Later, I find myself in a yoga class. Our leader, Marjorie, is an octogenarian dressed in purple plaid and as flexible as an over cooked bean sprout. Marjorie takes no prisoners: After the opening meditation and chant, she instructs my companions and I to rest our left buttocks on the ground and curl our legs under our right. I hesitate, in the moment utterly forgetting my right and my left. I glance sideways, taking the lead from Dorinne, also dressed in purple. “Do you have a problem?” inquires Marj imperiously, fixing me with a gimlet eye. I struggle to respond, things below folded in a distinctly unnatural configuration and mumble “Erm…no”. I do have a problem. Several in fact. Is it possible to strain a testicle, because it honestly feels like I have? Why am I the only man here? Are the others felling firs and swigging Irn-Bru whilst mentally listing the names of other transition metals they can misspell? Why isn't this whole situation more like the Eric Prydz music video I had prepared for? And why didn’t I wear purple? I stick out like a sore thumb. Or left buttock.

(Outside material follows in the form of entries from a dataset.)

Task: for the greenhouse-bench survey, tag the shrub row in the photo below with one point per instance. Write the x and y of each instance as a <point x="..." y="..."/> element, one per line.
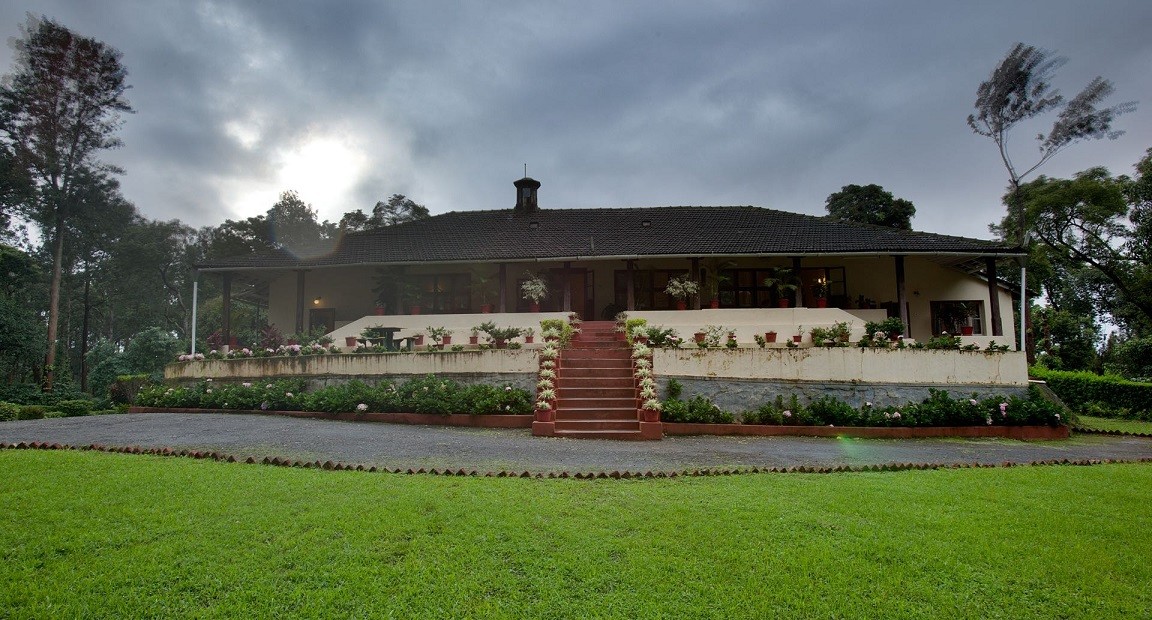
<point x="421" y="395"/>
<point x="1099" y="395"/>
<point x="65" y="408"/>
<point x="939" y="409"/>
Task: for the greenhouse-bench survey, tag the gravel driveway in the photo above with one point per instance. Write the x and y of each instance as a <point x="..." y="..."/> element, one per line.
<point x="485" y="450"/>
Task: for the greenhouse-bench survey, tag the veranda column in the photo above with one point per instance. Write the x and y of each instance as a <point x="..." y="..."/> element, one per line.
<point x="696" y="278"/>
<point x="798" y="294"/>
<point x="503" y="288"/>
<point x="300" y="301"/>
<point x="568" y="287"/>
<point x="990" y="267"/>
<point x="226" y="309"/>
<point x="630" y="302"/>
<point x="901" y="295"/>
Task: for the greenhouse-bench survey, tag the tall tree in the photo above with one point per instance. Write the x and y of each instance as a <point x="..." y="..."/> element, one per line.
<point x="871" y="204"/>
<point x="60" y="107"/>
<point x="1020" y="89"/>
<point x="398" y="210"/>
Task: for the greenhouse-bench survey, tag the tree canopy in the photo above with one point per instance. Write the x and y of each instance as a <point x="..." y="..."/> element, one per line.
<point x="871" y="204"/>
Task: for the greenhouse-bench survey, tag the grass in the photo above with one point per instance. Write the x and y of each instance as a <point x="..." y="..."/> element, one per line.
<point x="1115" y="424"/>
<point x="111" y="535"/>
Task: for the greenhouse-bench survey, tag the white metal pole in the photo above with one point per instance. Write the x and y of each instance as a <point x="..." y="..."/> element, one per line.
<point x="196" y="290"/>
<point x="1023" y="304"/>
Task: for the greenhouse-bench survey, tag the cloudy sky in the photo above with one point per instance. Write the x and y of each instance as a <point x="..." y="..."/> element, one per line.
<point x="608" y="104"/>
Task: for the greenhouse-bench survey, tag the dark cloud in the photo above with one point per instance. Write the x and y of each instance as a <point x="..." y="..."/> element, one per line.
<point x="611" y="104"/>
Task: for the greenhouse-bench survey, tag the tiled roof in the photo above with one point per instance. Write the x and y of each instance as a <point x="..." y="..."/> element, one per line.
<point x="551" y="234"/>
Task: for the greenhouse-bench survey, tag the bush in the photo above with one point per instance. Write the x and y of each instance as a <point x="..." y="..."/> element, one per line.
<point x="421" y="395"/>
<point x="75" y="408"/>
<point x="8" y="411"/>
<point x="697" y="409"/>
<point x="1112" y="393"/>
<point x="32" y="411"/>
<point x="124" y="388"/>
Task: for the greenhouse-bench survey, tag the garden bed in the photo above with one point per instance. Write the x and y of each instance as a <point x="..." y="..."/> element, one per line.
<point x="868" y="432"/>
<point x="483" y="421"/>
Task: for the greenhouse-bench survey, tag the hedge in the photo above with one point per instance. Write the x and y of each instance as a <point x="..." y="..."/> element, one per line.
<point x="1107" y="395"/>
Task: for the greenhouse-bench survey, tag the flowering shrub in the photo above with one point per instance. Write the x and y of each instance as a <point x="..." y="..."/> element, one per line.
<point x="939" y="409"/>
<point x="422" y="395"/>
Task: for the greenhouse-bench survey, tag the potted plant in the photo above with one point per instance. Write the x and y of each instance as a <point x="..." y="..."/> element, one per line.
<point x="482" y="284"/>
<point x="535" y="288"/>
<point x="782" y="281"/>
<point x="681" y="287"/>
<point x="820" y="292"/>
<point x="439" y="335"/>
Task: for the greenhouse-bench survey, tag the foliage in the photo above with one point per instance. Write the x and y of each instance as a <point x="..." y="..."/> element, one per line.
<point x="74" y="408"/>
<point x="682" y="287"/>
<point x="696" y="409"/>
<point x="418" y="395"/>
<point x="399" y="209"/>
<point x="61" y="105"/>
<point x="535" y="287"/>
<point x="871" y="204"/>
<point x="1081" y="390"/>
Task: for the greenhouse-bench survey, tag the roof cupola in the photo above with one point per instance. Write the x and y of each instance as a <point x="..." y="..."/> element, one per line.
<point x="525" y="196"/>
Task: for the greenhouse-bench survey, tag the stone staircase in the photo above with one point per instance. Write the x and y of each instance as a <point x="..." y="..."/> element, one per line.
<point x="596" y="390"/>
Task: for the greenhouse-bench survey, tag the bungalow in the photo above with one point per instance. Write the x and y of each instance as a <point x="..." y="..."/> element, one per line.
<point x="599" y="262"/>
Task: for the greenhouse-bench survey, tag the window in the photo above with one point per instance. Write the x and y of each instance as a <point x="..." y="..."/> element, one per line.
<point x="445" y="293"/>
<point x="957" y="317"/>
<point x="649" y="288"/>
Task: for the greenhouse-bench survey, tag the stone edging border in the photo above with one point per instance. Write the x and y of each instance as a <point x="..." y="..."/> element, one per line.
<point x="669" y="428"/>
<point x="1113" y="433"/>
<point x="430" y="420"/>
<point x="580" y="475"/>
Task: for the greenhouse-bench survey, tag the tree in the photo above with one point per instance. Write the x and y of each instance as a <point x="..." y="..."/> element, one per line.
<point x="1085" y="221"/>
<point x="60" y="107"/>
<point x="398" y="210"/>
<point x="1020" y="89"/>
<point x="871" y="204"/>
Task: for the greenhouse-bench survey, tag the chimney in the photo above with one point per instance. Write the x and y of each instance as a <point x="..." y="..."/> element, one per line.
<point x="525" y="196"/>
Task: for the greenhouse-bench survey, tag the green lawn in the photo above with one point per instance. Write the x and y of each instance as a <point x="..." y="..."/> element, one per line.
<point x="1115" y="424"/>
<point x="123" y="536"/>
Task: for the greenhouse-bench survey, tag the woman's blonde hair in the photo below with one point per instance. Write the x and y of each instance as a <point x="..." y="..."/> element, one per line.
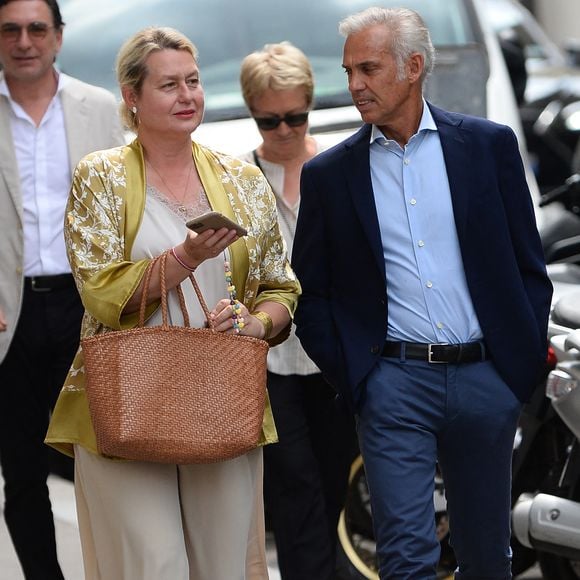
<point x="131" y="64"/>
<point x="278" y="67"/>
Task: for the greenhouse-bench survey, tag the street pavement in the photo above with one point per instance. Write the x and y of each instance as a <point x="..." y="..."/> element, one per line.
<point x="68" y="544"/>
<point x="67" y="536"/>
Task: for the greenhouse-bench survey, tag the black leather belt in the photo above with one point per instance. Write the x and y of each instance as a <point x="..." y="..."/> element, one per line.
<point x="49" y="283"/>
<point x="437" y="353"/>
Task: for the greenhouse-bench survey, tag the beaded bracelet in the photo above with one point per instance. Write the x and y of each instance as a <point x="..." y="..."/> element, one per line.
<point x="266" y="321"/>
<point x="180" y="261"/>
<point x="237" y="320"/>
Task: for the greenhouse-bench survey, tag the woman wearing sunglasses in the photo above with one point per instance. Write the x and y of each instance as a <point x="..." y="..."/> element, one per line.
<point x="306" y="473"/>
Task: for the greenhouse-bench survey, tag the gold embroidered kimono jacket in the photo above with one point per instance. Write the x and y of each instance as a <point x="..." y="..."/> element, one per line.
<point x="103" y="216"/>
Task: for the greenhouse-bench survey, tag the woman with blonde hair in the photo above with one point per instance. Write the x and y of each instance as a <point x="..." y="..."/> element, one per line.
<point x="128" y="205"/>
<point x="306" y="473"/>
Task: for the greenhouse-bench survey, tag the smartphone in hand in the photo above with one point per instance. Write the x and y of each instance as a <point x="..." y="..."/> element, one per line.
<point x="214" y="220"/>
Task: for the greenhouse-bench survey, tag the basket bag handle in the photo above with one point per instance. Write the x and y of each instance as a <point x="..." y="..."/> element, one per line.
<point x="162" y="259"/>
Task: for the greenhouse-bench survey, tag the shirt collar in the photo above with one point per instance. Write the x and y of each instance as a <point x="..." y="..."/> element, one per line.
<point x="62" y="81"/>
<point x="427" y="123"/>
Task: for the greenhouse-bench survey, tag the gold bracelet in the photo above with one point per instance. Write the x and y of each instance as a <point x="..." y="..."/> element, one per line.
<point x="266" y="321"/>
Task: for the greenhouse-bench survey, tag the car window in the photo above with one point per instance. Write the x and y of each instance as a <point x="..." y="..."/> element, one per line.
<point x="513" y="22"/>
<point x="225" y="31"/>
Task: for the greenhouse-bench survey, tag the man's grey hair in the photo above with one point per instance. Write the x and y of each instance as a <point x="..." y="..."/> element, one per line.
<point x="409" y="34"/>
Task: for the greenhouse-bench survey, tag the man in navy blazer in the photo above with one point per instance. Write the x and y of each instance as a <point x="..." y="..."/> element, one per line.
<point x="425" y="300"/>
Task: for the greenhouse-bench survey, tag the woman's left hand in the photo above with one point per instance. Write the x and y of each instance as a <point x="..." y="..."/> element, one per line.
<point x="222" y="316"/>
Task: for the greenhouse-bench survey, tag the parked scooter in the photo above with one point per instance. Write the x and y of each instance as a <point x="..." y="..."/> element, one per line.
<point x="536" y="447"/>
<point x="548" y="521"/>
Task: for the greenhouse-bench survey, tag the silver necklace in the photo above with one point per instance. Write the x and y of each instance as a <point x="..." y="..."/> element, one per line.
<point x="175" y="197"/>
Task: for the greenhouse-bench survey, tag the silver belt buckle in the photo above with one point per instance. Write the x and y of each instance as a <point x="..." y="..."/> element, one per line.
<point x="430" y="352"/>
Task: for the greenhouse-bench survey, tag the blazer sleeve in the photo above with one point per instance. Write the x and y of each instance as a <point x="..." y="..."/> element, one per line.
<point x="312" y="262"/>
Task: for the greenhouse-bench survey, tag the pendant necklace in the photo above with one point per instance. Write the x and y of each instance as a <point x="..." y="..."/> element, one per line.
<point x="179" y="201"/>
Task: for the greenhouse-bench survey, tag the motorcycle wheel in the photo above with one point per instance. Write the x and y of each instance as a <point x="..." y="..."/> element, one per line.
<point x="558" y="567"/>
<point x="356" y="552"/>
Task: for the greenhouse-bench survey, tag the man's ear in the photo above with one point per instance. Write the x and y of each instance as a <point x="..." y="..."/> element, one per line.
<point x="415" y="66"/>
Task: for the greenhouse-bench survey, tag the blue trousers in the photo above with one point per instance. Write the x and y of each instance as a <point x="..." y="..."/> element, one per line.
<point x="414" y="414"/>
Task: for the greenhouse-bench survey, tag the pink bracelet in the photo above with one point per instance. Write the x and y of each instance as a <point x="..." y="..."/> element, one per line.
<point x="180" y="261"/>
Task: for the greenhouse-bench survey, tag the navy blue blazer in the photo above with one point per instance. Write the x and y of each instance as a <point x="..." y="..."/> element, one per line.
<point x="337" y="255"/>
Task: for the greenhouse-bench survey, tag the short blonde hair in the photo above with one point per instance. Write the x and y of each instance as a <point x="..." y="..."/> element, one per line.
<point x="131" y="64"/>
<point x="278" y="67"/>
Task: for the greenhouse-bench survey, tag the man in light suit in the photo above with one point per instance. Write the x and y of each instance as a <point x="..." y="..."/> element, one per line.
<point x="48" y="121"/>
<point x="425" y="300"/>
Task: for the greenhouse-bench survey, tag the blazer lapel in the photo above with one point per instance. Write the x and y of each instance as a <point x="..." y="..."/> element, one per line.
<point x="8" y="163"/>
<point x="358" y="178"/>
<point x="457" y="154"/>
<point x="76" y="122"/>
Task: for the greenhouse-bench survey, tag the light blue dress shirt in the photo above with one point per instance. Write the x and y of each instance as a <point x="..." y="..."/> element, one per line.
<point x="427" y="292"/>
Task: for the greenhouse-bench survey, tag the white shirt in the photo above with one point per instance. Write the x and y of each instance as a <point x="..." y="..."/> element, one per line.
<point x="288" y="358"/>
<point x="45" y="179"/>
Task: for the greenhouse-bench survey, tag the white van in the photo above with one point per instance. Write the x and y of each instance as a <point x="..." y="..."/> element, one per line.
<point x="470" y="74"/>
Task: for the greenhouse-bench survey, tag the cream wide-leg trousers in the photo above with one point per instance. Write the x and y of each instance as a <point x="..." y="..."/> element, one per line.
<point x="149" y="521"/>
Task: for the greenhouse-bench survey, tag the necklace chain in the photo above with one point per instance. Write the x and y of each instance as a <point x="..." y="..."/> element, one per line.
<point x="179" y="200"/>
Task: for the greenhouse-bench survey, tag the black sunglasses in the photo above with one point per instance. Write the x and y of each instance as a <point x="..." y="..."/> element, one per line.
<point x="291" y="119"/>
<point x="35" y="30"/>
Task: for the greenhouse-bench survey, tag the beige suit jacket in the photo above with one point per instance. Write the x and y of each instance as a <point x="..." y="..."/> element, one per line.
<point x="91" y="123"/>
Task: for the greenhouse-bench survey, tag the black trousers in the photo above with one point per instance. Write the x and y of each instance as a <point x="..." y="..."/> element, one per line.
<point x="31" y="376"/>
<point x="306" y="474"/>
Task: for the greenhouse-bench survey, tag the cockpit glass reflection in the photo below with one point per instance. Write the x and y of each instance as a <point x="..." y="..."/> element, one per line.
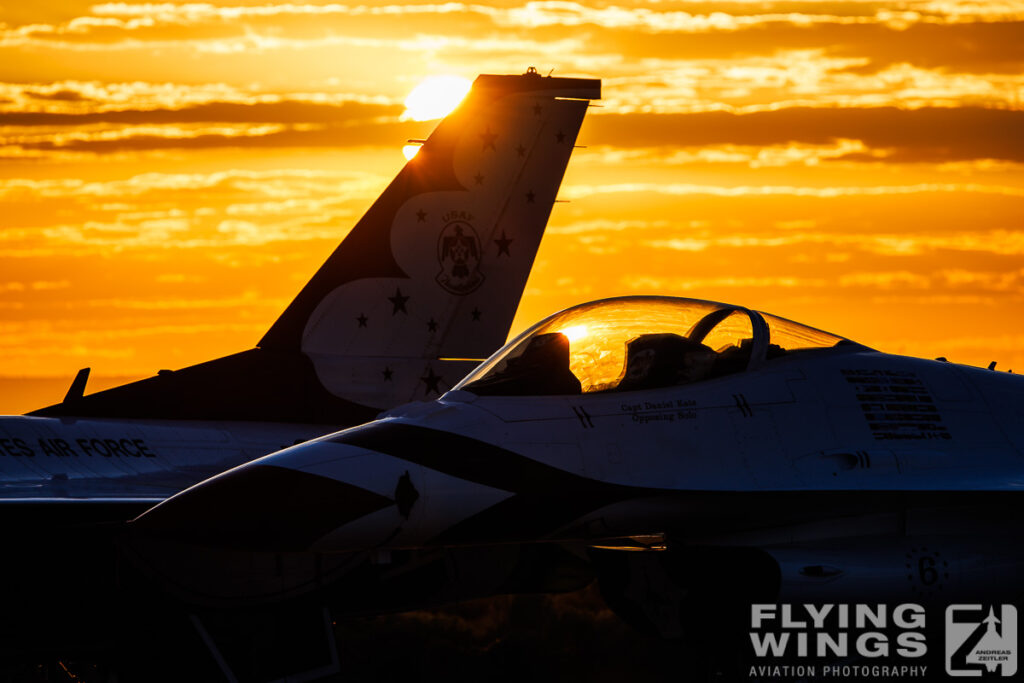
<point x="636" y="343"/>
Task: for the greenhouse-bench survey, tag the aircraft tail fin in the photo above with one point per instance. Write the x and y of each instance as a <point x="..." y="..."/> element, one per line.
<point x="427" y="281"/>
<point x="437" y="265"/>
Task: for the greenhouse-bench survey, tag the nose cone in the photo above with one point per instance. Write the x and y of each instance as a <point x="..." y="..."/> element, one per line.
<point x="259" y="507"/>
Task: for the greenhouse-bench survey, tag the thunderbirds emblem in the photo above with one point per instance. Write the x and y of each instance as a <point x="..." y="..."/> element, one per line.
<point x="459" y="254"/>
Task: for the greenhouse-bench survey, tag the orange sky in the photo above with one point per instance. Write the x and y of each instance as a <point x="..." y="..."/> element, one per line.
<point x="172" y="173"/>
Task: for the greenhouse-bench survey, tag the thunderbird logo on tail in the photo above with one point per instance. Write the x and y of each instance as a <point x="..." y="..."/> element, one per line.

And so the class progresses. Downward dog (“I can’t do this one with you, group, my arm’s been paralysed since I was eleven”), tree (“Reena? Where are you Reena? Find a wall love, we don’t want a repetition of last month”) and fish, for which I receive a compliment, as I spasm in a pool of my own fluids. We settle into purring pussy— which is probably less enjoyable than it sounds—on our backs with legs raised. The session ends with the lights turned off and all of us lying supine, silent and spent. I better have the body of a Nepalese virgin after this. And I am acutely aware that I will be unable to stand as Marjorie back flips merrily out of the room collecting in the mats with her feet.